«La7 perdeva cento milioni all'anno. Un giorno, mi stavo lavando le mani in bagno, ho guardato l'orologio e ho pensato: è passato un minuto. Ecco, ho perso mille euro». Chi conosce bene Urbano Cairo l'ha sentito più volte citare questo aneddoto da ristrutturatore di aziende editoriali. Gli stessi conti Cairo li ha fatti ieri in tasca a Rcs di cui si occuperebbe personalmente in caso di successo dell'offerta pubblica di scambio proposta tramite la Cairo Communication. E li ha snocciolati all'assemblea dei soci che ha dato il via libera all'aumento di capitale da liberarsi con le azioni della Rizzoli eventualmente consegnate all'Ops.
«Dal 2011 Rcs ha bruciato 120 milioni di cassa ogni anno, che sono 10 milioni al mese», ha sottolineato Cairo, definendoli numeri «incredibili e impietosi» registrati dopo anni «di malagestio». Perché «Rcs ha venduto le cose che non doveva, non ha tagliato i costi, non ha sviluppato i ricavi e ha venduto la sede del Corriere di via Solferino per riaffittare l'immobile a costi esorbitanti. Chi ci ha rimesso sono i dipendenti che sono stati mandati via». Intanto l'azienda «brucia ricchezza», ed è «al top» nella produzione di piani industriali «ma poi non li mette in pratica». Ecco perché il gruppo del Corriere della Sera «ha bisogno di una persona che entri e se ne occupi dalle otto del mattino a mezzanotte», replicando proprio il copione seguito dall'imprenditore per la rete tv comprata da Telecom nel 2013. Lo stesso anno dell'ingresso nel capitale della Rizzoli con un iniziale 2,8% (oggi è al 4,6%) costato al tempo 15 milioni. Ora Cairo vuole completare il disegno abbozzato tre anni fa. Se riuscirà a convincere gli altri soci che gli contestano un prezzo troppo basso ma non hanno mai messo in dubbio pubblicamente le capacità nè il coraggio dell'imprenditore sempre rimasto fuori dai «salotti» della finanza. Gli attacchi più aggressivi, per ora, sono arrivati dal cda di Rcs, inteso come organo dietro cui si trincerano i singoli consiglieri. E anche su questo Cairo non risparmia veleno: «Dal momento che un cda dovrebbe fare l'interesse dell'azienda e di tutti gli azionisti - ha detto - non mi è piaciuto che il board di Rcs si sia pronunciato anzitempo, bocciando l'offerta senza conoscerla e senza avere rispetto. Un'azienda con quel track record, che brucia 10 milioni di euro al mese, ha davanti un editore che ha dimostrato di saper risanare aziende e che fa un'offerta: la bocci senza conoscerla? Credo che un cda dovrebbe lavorare in modo diverso».

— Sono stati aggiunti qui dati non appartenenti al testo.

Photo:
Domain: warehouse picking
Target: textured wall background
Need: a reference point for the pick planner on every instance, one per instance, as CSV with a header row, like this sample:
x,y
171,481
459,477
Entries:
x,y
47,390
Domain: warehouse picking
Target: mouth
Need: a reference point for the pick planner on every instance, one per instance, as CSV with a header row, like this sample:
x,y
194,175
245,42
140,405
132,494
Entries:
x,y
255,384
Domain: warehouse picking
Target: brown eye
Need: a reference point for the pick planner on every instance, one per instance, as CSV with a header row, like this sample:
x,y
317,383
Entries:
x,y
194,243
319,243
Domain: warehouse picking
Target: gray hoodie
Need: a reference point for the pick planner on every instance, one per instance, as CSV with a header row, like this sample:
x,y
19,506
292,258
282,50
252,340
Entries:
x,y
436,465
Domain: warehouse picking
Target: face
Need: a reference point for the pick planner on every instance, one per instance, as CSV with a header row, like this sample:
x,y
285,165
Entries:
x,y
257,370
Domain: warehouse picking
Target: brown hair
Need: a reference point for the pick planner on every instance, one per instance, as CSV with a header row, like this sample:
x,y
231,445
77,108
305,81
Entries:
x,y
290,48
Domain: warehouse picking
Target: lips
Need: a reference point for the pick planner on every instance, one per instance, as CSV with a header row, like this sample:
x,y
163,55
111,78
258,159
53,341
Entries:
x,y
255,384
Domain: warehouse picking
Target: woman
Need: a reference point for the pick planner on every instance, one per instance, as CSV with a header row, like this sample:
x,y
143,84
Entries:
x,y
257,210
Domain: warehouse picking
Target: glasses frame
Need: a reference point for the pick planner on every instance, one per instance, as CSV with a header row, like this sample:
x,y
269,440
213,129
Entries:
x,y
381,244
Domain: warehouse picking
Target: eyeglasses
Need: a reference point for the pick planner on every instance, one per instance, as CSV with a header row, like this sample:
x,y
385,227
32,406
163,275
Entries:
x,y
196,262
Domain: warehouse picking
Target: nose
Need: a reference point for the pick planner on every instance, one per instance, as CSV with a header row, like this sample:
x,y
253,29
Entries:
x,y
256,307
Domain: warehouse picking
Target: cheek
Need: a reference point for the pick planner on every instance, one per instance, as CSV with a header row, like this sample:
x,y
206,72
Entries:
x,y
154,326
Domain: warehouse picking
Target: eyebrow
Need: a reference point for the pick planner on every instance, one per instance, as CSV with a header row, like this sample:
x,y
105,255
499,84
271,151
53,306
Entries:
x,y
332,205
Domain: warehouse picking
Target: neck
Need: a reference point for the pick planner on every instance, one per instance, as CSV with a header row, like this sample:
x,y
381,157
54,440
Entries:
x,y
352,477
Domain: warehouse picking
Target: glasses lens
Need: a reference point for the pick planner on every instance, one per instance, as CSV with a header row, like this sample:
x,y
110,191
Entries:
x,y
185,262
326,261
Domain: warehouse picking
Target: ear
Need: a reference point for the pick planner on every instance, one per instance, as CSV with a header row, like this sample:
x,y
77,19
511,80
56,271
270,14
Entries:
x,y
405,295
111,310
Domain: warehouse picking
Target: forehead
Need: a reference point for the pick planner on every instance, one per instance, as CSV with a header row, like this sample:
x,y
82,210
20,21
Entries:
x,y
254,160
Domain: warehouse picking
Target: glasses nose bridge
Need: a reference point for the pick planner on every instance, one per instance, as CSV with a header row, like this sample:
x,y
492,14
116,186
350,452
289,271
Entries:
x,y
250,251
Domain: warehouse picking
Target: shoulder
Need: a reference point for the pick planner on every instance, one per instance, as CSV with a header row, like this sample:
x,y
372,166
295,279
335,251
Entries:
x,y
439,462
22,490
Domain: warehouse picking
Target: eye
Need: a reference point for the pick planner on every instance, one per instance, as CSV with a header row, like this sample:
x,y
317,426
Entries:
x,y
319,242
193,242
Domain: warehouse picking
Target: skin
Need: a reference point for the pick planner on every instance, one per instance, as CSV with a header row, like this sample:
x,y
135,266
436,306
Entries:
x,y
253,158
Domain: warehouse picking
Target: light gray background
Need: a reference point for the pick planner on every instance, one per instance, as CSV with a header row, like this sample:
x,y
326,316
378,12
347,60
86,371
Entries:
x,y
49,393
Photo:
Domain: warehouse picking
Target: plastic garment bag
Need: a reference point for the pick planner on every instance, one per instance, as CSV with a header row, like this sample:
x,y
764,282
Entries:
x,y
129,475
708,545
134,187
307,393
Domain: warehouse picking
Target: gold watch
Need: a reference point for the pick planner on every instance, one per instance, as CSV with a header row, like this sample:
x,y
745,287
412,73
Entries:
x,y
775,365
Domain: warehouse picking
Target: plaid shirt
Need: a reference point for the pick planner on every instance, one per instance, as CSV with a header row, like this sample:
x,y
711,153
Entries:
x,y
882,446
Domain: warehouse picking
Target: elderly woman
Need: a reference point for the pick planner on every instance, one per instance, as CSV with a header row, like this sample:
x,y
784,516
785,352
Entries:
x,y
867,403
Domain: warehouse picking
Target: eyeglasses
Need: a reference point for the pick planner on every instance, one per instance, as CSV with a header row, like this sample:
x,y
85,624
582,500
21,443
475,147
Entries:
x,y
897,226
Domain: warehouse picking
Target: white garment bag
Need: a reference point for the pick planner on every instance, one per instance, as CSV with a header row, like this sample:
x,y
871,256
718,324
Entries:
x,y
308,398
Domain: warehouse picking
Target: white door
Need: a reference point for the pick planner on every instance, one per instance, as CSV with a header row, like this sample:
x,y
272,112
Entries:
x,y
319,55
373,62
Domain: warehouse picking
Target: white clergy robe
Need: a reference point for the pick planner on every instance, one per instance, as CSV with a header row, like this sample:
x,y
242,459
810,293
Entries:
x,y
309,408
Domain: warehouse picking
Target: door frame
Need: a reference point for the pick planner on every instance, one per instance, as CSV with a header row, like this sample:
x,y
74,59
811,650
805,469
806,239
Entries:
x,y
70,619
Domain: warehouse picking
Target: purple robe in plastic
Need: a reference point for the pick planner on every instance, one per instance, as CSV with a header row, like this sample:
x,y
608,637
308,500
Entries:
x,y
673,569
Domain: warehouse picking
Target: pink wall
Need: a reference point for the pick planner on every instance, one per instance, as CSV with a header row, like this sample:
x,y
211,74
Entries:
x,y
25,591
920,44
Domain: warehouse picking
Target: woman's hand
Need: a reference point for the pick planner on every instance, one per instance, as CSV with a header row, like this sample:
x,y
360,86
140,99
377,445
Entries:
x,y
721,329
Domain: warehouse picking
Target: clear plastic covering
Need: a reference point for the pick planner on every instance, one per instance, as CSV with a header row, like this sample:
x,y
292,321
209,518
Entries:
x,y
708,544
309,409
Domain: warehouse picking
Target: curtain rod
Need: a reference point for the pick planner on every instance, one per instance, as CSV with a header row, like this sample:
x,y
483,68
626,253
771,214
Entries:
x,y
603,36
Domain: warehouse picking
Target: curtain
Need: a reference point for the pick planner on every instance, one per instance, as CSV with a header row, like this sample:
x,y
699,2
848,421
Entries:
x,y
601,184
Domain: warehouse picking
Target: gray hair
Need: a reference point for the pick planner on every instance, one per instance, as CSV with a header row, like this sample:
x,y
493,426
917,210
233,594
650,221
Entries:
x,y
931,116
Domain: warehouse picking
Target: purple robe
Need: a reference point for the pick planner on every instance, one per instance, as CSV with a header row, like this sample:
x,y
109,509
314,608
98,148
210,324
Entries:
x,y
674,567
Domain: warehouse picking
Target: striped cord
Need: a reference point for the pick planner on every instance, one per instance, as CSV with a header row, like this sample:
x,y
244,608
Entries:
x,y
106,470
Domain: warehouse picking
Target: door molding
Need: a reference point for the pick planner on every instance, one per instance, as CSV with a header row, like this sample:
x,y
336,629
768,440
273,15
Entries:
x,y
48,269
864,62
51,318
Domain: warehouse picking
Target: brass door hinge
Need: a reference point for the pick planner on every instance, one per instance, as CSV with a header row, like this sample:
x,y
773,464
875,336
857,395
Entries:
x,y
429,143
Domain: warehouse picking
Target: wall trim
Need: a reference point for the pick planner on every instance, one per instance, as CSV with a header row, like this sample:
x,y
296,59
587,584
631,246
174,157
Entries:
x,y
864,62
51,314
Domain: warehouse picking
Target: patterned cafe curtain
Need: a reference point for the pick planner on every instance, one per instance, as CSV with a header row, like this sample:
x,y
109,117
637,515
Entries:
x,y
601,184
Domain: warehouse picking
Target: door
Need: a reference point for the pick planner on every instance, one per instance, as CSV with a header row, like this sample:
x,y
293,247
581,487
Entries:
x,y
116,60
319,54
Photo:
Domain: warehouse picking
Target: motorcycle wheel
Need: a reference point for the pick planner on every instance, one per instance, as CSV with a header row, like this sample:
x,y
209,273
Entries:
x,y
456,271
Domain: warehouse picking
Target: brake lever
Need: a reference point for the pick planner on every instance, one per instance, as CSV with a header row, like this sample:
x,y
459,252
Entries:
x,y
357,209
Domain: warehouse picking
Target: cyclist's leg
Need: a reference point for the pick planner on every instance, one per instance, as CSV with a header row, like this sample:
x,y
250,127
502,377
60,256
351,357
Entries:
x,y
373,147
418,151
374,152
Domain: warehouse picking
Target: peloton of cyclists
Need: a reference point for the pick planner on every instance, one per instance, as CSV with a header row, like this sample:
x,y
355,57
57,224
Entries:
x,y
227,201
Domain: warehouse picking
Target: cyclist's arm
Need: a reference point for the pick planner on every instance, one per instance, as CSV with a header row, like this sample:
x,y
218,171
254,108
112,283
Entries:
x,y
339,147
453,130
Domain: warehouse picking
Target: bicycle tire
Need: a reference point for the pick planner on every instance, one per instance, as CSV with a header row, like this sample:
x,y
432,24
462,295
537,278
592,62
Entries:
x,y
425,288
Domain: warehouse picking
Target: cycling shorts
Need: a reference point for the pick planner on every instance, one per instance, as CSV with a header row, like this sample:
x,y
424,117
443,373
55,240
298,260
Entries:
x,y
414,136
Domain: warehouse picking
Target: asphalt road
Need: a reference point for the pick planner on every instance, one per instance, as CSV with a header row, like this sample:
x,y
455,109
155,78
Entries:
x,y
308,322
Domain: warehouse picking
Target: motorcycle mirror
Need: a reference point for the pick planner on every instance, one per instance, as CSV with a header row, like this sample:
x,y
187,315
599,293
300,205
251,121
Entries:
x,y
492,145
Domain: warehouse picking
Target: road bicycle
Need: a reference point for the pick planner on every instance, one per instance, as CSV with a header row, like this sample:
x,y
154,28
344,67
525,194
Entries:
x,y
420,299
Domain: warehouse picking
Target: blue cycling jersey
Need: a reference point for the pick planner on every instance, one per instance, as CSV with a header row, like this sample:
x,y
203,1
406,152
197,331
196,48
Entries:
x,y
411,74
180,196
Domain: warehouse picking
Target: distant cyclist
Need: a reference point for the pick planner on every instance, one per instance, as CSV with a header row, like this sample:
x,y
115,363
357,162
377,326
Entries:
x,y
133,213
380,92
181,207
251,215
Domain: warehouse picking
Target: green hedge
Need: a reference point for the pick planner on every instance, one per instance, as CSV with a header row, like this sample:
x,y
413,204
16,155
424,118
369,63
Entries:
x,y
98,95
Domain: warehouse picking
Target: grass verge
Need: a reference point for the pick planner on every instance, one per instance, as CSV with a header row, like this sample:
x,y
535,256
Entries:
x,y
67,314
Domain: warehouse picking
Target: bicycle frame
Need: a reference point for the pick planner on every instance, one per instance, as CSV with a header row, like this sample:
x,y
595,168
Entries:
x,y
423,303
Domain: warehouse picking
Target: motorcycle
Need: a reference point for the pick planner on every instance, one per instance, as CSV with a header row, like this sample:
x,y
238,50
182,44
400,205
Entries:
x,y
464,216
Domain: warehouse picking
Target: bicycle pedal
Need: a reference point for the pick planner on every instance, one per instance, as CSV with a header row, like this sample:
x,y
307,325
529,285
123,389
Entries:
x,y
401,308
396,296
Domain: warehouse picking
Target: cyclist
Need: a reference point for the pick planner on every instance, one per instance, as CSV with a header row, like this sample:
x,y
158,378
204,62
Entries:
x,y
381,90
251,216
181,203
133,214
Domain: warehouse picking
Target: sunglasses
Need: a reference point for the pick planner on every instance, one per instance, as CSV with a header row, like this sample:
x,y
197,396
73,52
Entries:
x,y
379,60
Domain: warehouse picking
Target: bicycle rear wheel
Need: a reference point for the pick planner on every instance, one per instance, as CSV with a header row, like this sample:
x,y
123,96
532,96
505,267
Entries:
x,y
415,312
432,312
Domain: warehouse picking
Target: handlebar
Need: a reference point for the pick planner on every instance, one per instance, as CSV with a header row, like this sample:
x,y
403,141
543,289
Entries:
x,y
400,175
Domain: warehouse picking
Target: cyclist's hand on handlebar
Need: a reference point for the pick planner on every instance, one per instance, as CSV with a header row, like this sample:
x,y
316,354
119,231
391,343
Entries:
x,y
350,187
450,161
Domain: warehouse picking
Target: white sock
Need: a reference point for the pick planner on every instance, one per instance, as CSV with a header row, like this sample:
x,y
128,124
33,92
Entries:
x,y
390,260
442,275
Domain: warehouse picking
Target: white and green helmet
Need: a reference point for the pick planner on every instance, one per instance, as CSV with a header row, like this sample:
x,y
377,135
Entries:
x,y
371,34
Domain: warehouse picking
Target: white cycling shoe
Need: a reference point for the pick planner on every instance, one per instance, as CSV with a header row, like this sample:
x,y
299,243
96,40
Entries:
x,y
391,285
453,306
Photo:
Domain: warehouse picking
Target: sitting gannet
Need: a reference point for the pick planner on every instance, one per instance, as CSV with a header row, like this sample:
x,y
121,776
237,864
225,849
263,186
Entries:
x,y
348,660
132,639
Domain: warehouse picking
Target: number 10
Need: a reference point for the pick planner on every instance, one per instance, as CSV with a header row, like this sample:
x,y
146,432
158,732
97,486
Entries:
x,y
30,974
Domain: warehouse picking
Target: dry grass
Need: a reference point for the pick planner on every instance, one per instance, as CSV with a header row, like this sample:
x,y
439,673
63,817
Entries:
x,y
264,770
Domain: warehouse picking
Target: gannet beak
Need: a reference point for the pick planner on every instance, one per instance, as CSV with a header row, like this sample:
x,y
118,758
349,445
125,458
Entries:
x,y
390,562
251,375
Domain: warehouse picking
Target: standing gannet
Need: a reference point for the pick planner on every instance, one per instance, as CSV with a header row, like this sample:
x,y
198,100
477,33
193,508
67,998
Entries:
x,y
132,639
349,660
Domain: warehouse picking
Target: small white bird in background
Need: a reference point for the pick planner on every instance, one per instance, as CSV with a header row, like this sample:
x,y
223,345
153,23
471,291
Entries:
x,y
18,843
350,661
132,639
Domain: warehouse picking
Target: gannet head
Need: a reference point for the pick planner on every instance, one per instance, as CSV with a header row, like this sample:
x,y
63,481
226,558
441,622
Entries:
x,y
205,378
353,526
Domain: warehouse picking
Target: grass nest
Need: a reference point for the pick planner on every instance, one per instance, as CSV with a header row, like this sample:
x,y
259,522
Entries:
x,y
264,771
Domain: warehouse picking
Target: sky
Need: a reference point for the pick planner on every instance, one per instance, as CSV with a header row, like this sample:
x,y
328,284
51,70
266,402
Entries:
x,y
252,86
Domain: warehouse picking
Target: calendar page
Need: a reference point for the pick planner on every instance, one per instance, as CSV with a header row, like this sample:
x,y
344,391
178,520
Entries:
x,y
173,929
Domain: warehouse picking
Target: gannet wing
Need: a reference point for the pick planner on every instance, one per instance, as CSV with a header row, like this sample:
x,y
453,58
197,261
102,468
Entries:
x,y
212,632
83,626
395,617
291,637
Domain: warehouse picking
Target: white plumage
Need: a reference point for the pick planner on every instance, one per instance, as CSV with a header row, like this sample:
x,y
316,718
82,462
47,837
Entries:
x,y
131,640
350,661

Cairo, insomma, non accetta critiche se a farle è chi «ha accumulato 1.300 milioni di perdite» mentre la Cairo Com, dall'inizio a oggi, ha distribuito ai soci 261 milioni di euro di dividendi». Colpa, in casa Rizzoli, non solo della passata gestione targata Pietro Scott Jovane: «Adesso c'è una persona che non so come sta lavorando, ho letto che sono contenti di 22 milioni di euro di perdite. Dicono che continuano a migliorare - ha notato Cairo senza citare il nuovo ad Laura Cioli - e intanto restano in rosso: se sono contenti così cosa posso dire? Dal 2012, tra aumenti di capitale e conversione hanno raccolto 450 milioni di euro e con le cessioni come minimo altri 350 milioni. Dovrebbero avere 50 milioni di debiti e invece, con la vendita dei Libri, saranno a 411 milioni. Hanno bruciato cassa per almeno 360 milioni».
Quanto alle possibili controfferte, di cui Mediobanca si è fatta «destinataria» ma che per il momento non si vedono all'orizzonte, la questione viene liquidata con una battuta: «Fino all'altro giorno non mi sembra ci fosse tutto questo
interesse per Rcs, l'hanno scoperta perché io ho detto che si può fare qualcosa di buono».La morale della «versione di Cairo»? «Io so come far bene perché io faccio l'editore. A differenza di chi ha gestito Rcs fino a oggi».